Great results from testing in the small
As a test, I copied over a sample song from my music collection (what nerd doesn't enjoy a little Weird Al?). Copying to /root, the file size was 2.9MB. Once I copied it to my deduped /srv directory, the file size took just 46K on disk! Not too shabby. Just as a sanity check, I copied the file back off the deduped filesystem and the file size grew back to normal.
Things not all rosy in Opendedup-land
I decided to try throwing a little more data at it as a test and copied over the Documents directory from my desktop. The folder that I copied was slightly over 600MB of docs, text files, images, and a few other file types. During the file copy, Opendedup took a significant amount of memory (it hung around the 90% mark). My test machine was a small virtual machine (1 CPU, 2GB of RAM) and the file transfer slowed it down significantly. Eventually, I got curious as to how much had been transferred. I cd'd to the test dir and did an 'ls' which never completed and I could no longer open a new shell via SSH to the vm either. I'm sure this would be much better if I had the resources to throw a little more RAM and CPU at it (since I'm running the minimum), but I don't have time the resources to try at the moment.

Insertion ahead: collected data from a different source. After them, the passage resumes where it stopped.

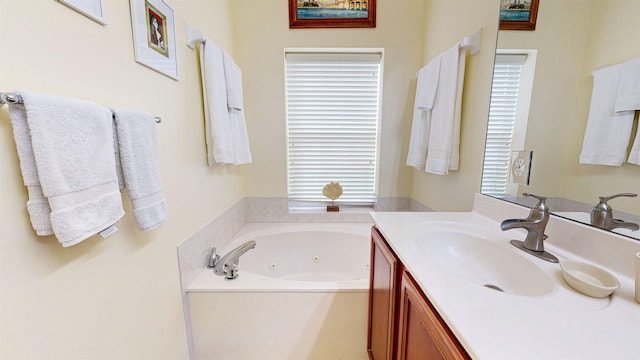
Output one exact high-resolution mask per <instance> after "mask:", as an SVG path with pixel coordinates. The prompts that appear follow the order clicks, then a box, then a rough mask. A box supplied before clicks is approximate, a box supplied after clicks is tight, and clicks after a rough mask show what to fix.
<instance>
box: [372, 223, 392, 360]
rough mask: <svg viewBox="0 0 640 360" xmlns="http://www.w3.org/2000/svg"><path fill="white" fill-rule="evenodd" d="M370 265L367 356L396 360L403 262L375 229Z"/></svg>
mask: <svg viewBox="0 0 640 360" xmlns="http://www.w3.org/2000/svg"><path fill="white" fill-rule="evenodd" d="M370 264H371V265H370V271H371V273H370V275H369V330H368V331H369V333H368V336H367V352H368V353H369V359H372V360H386V359H393V358H394V349H395V347H394V340H395V332H394V330H395V323H396V321H395V318H396V299H397V295H398V291H397V286H398V264H399V261H398V259H397V258H396V256H395V255H394V253H393V252H392V251H391V249H390V248H389V245H387V243H386V241H385V240H384V238H383V237H382V234H380V232H379V231H378V229H376V228H375V227H372V228H371V262H370Z"/></svg>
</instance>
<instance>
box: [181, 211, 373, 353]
mask: <svg viewBox="0 0 640 360" xmlns="http://www.w3.org/2000/svg"><path fill="white" fill-rule="evenodd" d="M370 228H371V224H367V223H330V224H329V223H322V224H318V223H313V224H300V223H295V224H293V223H286V224H258V223H248V224H245V225H244V226H243V227H242V229H241V230H240V231H239V232H238V234H237V235H236V237H235V238H234V239H233V240H232V241H231V242H230V243H229V244H227V245H225V246H224V247H223V248H222V249H220V250H219V251H218V253H219V254H222V255H223V254H226V252H228V251H229V250H231V249H233V248H235V247H236V246H238V245H240V244H242V243H244V242H246V241H249V240H255V241H256V248H255V249H253V250H250V251H249V252H247V253H245V254H244V255H242V256H241V257H240V262H239V268H240V270H239V272H238V274H239V275H238V277H237V278H236V279H234V280H225V279H224V277H222V276H216V275H215V274H213V271H212V270H210V269H203V271H202V273H201V274H200V275H199V276H198V277H197V278H196V279H195V280H194V282H193V283H192V284H191V285H190V286H189V287H188V288H187V292H188V294H189V304H190V314H191V325H192V334H193V339H192V340H193V341H192V344H193V346H194V353H195V355H196V359H278V360H280V359H296V360H298V359H363V360H364V359H368V356H367V352H366V335H367V308H368V288H369V261H370Z"/></svg>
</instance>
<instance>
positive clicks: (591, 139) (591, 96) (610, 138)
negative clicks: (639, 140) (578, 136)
mask: <svg viewBox="0 0 640 360" xmlns="http://www.w3.org/2000/svg"><path fill="white" fill-rule="evenodd" d="M620 69H621V66H620V65H615V66H608V67H604V68H601V69H598V70H595V71H594V72H593V91H592V93H591V105H590V108H589V118H588V119H587V129H586V131H585V134H584V140H583V144H582V152H581V153H580V163H581V164H593V165H608V166H620V165H622V164H623V163H624V161H625V158H626V155H627V147H628V145H629V139H630V137H631V130H632V127H633V112H632V111H625V112H620V113H616V112H615V102H616V94H617V91H618V80H619V78H620Z"/></svg>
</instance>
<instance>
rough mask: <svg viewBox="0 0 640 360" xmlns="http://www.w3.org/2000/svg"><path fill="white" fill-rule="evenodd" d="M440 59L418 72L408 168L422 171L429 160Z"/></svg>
mask: <svg viewBox="0 0 640 360" xmlns="http://www.w3.org/2000/svg"><path fill="white" fill-rule="evenodd" d="M440 59H441V56H437V57H436V58H435V59H433V60H431V61H430V62H429V63H428V64H427V65H426V66H424V67H423V68H422V69H420V71H418V81H417V84H416V97H415V100H414V105H413V120H412V123H411V137H410V139H409V153H408V155H407V166H412V167H414V168H416V169H422V168H423V167H424V164H425V161H426V159H427V146H428V144H429V131H430V124H431V111H432V109H433V103H434V101H435V97H436V91H437V88H438V78H439V75H440Z"/></svg>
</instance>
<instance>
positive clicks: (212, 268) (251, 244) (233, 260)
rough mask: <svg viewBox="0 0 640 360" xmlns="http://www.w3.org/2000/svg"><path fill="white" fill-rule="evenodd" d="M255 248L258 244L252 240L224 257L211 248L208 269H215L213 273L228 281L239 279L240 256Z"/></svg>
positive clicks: (207, 265)
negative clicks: (225, 279)
mask: <svg viewBox="0 0 640 360" xmlns="http://www.w3.org/2000/svg"><path fill="white" fill-rule="evenodd" d="M255 247H256V242H255V241H254V240H250V241H247V242H246V243H244V244H242V245H240V246H238V247H236V248H235V249H233V250H231V251H229V252H228V253H227V254H226V255H224V256H222V257H220V255H218V254H216V248H215V247H213V248H211V256H210V257H209V264H208V265H207V267H208V268H210V269H213V272H214V273H215V274H216V275H219V276H224V277H225V279H227V280H233V279H235V278H236V277H238V271H239V270H240V269H239V268H238V263H239V261H240V256H242V255H243V254H244V253H246V252H247V251H249V250H251V249H254V248H255Z"/></svg>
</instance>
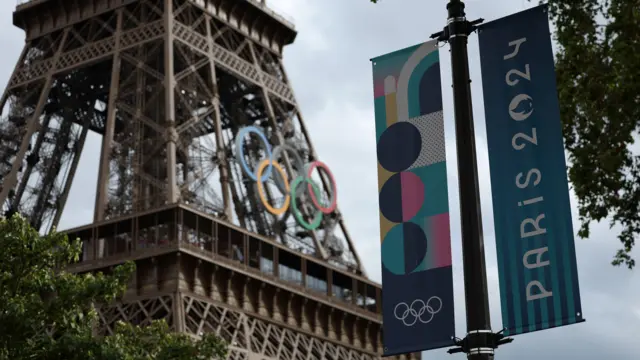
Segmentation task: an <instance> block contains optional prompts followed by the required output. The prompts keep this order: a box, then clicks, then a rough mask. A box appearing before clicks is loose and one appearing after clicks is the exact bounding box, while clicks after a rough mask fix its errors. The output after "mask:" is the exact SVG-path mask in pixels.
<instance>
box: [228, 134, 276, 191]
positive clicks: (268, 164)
mask: <svg viewBox="0 0 640 360" xmlns="http://www.w3.org/2000/svg"><path fill="white" fill-rule="evenodd" d="M249 133H254V134H256V135H257V136H258V137H259V138H260V141H262V144H263V145H264V150H265V152H266V153H267V157H268V158H269V159H272V156H271V146H270V145H269V142H268V141H267V137H266V136H264V134H263V133H262V131H260V129H258V128H257V127H255V126H247V127H244V128H242V129H240V131H239V132H238V135H237V136H236V150H238V151H236V160H238V162H239V163H240V166H242V170H243V171H244V173H245V174H247V176H248V177H249V178H250V179H251V180H253V181H258V176H256V174H255V173H253V172H251V169H249V164H247V162H246V161H245V160H244V147H243V146H242V140H244V136H245V135H247V134H249ZM271 168H272V163H271V162H270V163H269V164H268V166H267V170H266V171H265V173H264V175H263V176H262V177H261V178H260V180H262V181H266V180H267V179H268V178H269V176H270V175H271Z"/></svg>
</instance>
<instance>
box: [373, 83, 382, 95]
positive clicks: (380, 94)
mask: <svg viewBox="0 0 640 360" xmlns="http://www.w3.org/2000/svg"><path fill="white" fill-rule="evenodd" d="M381 96H384V81H383V80H378V81H375V82H374V83H373V97H374V98H379V97H381Z"/></svg>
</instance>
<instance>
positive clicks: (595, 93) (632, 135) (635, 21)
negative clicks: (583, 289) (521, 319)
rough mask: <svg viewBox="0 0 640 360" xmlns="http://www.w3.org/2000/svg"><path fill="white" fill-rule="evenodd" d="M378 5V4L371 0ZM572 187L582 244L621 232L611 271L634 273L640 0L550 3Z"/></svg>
mask: <svg viewBox="0 0 640 360" xmlns="http://www.w3.org/2000/svg"><path fill="white" fill-rule="evenodd" d="M371 2H373V3H377V2H378V0H371ZM542 2H543V3H544V2H546V3H548V5H549V15H550V18H551V20H552V22H553V25H554V28H555V36H554V40H555V41H556V45H558V48H557V51H556V77H557V85H558V97H559V101H560V115H561V118H562V122H563V133H564V139H565V147H566V150H567V152H568V153H569V180H570V181H571V184H572V187H573V190H574V191H575V194H576V196H577V198H578V212H579V220H580V230H579V232H578V235H579V236H580V237H581V238H587V237H589V230H590V224H591V223H592V222H600V221H602V220H604V219H609V220H610V226H611V227H613V226H616V225H617V226H620V227H621V229H622V230H621V232H620V234H619V235H618V239H619V240H620V242H621V243H622V248H621V249H620V250H618V251H617V253H616V254H615V256H614V259H613V261H612V264H613V265H616V266H618V265H626V266H627V267H628V268H629V269H632V268H633V267H634V266H635V261H634V259H633V258H632V256H631V251H632V249H633V246H634V244H635V238H636V236H638V235H639V234H640V156H639V155H638V152H637V151H636V153H634V152H633V151H632V149H631V148H630V147H631V145H633V144H634V142H635V140H636V137H637V136H638V132H639V131H640V0H548V1H542Z"/></svg>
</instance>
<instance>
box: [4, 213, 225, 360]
mask: <svg viewBox="0 0 640 360" xmlns="http://www.w3.org/2000/svg"><path fill="white" fill-rule="evenodd" d="M0 248H1V249H2V252H0V359H2V360H4V359H11V360H22V359H42V360H49V359H50V360H54V359H56V360H58V359H65V360H76V359H77V360H139V359H140V360H143V359H144V360H147V359H149V360H150V359H157V360H168V359H175V360H182V359H184V360H187V359H189V360H191V359H196V360H197V359H211V358H213V359H216V358H217V359H221V358H225V357H226V351H227V350H226V345H225V344H224V343H223V342H222V341H221V340H220V339H219V338H217V337H215V336H213V335H205V336H203V338H202V339H201V340H198V341H194V340H192V339H191V338H189V337H188V336H187V335H185V334H176V333H171V332H170V331H169V328H168V326H167V324H166V323H165V322H163V321H159V322H153V323H152V324H151V325H150V326H145V327H138V326H133V325H131V324H125V323H119V324H118V325H117V326H116V328H117V329H116V331H115V334H113V335H111V336H107V337H96V336H93V328H94V324H95V323H96V321H97V319H98V316H97V312H96V311H95V309H94V304H95V305H104V304H109V303H112V302H113V301H115V300H117V299H118V297H119V296H121V295H122V294H123V293H124V291H125V290H126V286H127V280H128V278H129V276H130V275H131V274H132V273H133V271H134V270H135V265H134V264H133V263H126V264H124V265H122V266H119V267H116V268H115V269H114V270H113V271H112V272H111V274H109V275H105V274H102V273H97V274H84V275H77V274H72V273H69V272H67V271H65V269H66V268H67V266H68V265H69V264H71V263H73V262H75V261H77V260H78V258H79V256H80V254H81V251H82V250H81V249H82V247H81V243H80V241H79V240H75V241H69V240H68V238H67V236H66V235H64V234H60V233H56V232H52V233H51V234H49V235H46V236H41V235H40V234H38V232H37V231H36V230H34V229H33V228H31V227H30V226H29V224H28V223H27V222H26V221H25V220H24V219H23V218H21V217H20V216H19V215H16V216H14V217H12V218H11V219H2V220H0Z"/></svg>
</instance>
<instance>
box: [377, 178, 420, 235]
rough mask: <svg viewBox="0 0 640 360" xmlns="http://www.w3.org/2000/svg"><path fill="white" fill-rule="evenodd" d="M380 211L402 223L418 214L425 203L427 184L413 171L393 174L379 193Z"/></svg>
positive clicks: (408, 219)
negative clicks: (425, 190)
mask: <svg viewBox="0 0 640 360" xmlns="http://www.w3.org/2000/svg"><path fill="white" fill-rule="evenodd" d="M378 196H379V198H378V200H379V204H380V212H381V213H382V215H383V216H384V217H385V218H387V220H389V221H392V222H395V223H402V222H406V221H409V220H411V219H412V218H413V217H414V216H416V215H417V214H418V213H419V212H420V209H422V206H423V205H424V203H425V186H424V183H423V182H422V179H420V177H419V176H418V175H416V174H414V173H412V172H401V173H398V174H394V175H391V177H389V179H387V181H386V182H385V183H384V184H383V185H382V189H380V194H379V195H378Z"/></svg>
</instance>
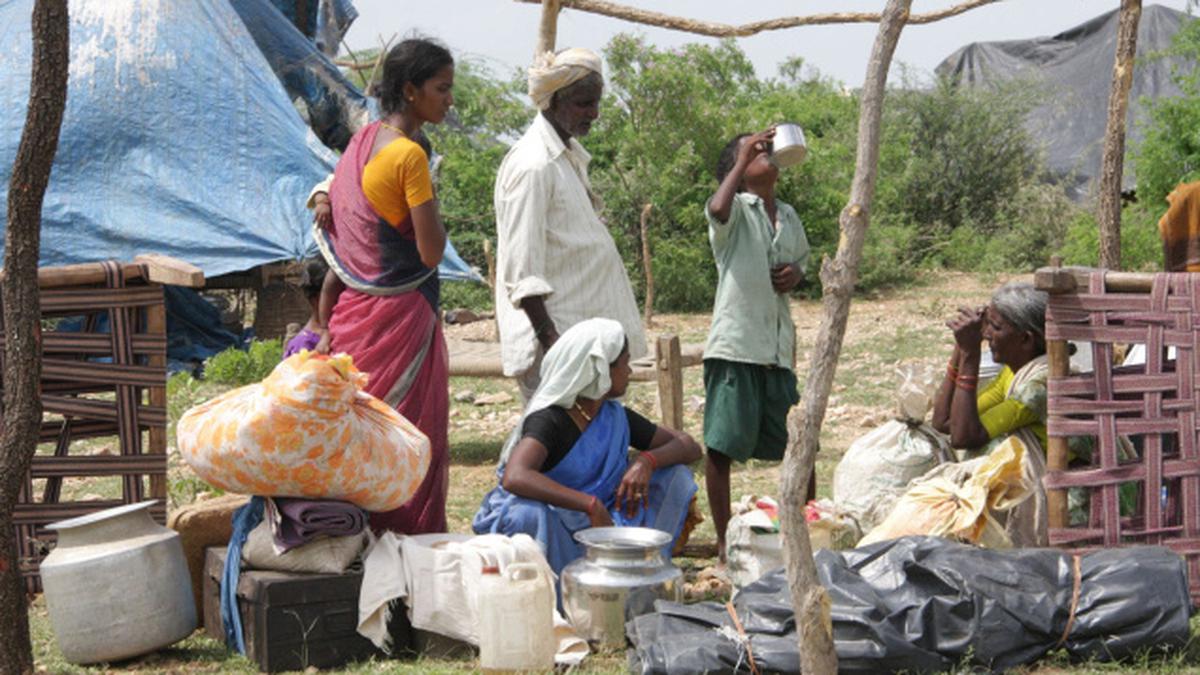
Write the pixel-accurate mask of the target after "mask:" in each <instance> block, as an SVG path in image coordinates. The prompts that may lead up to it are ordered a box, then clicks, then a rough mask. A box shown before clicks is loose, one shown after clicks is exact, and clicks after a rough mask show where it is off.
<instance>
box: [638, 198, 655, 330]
mask: <svg viewBox="0 0 1200 675" xmlns="http://www.w3.org/2000/svg"><path fill="white" fill-rule="evenodd" d="M653 208H654V205H653V204H646V205H644V207H642V221H641V234H642V267H644V268H646V306H644V307H643V309H642V323H644V324H646V328H653V327H654V265H653V264H652V263H650V232H649V220H650V209H653Z"/></svg>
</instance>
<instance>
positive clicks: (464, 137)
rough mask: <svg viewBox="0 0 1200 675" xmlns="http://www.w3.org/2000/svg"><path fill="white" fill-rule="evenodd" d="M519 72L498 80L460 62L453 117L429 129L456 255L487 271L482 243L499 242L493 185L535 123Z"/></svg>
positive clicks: (444, 212)
mask: <svg viewBox="0 0 1200 675" xmlns="http://www.w3.org/2000/svg"><path fill="white" fill-rule="evenodd" d="M523 88H524V79H523V77H521V76H520V73H515V74H514V76H512V77H511V78H510V79H498V78H496V77H494V76H493V73H492V72H491V71H490V70H488V68H487V67H486V66H484V65H481V64H479V62H475V61H469V60H461V61H458V62H457V64H456V66H455V88H454V97H455V104H454V117H451V118H450V119H448V120H446V121H445V123H444V124H442V125H438V126H436V127H434V126H430V127H428V130H430V141H431V143H432V144H433V149H434V150H436V151H437V153H438V154H439V155H442V156H443V161H442V165H440V167H439V169H438V178H437V187H438V201H439V205H440V208H442V217H443V220H444V221H445V225H446V231H448V232H449V234H450V239H451V240H452V241H454V244H455V247H456V249H457V250H458V253H460V255H461V256H462V257H463V259H466V261H467V262H468V263H470V264H474V265H476V267H479V268H480V269H482V268H484V264H485V261H484V240H485V239H492V240H494V239H496V209H494V208H493V205H492V186H493V184H494V181H496V173H497V171H498V169H499V167H500V161H502V160H503V159H504V154H505V153H506V151H508V149H509V143H511V142H512V141H515V139H516V138H518V137H520V136H521V133H522V132H523V131H524V129H526V127H527V126H528V125H529V120H530V119H533V108H532V107H530V106H529V104H528V98H527V97H526V96H524V94H523Z"/></svg>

Overall, the technology seems really promising and pretty straightforward to use. If my compression rates hold true, this could dramatically cut down on the amount of disk space needed to store my backups and virtual machine templates. Judging by the performance I've seen thus far, I don't think I'd want to run this in production, but it looks promising, nonetheless.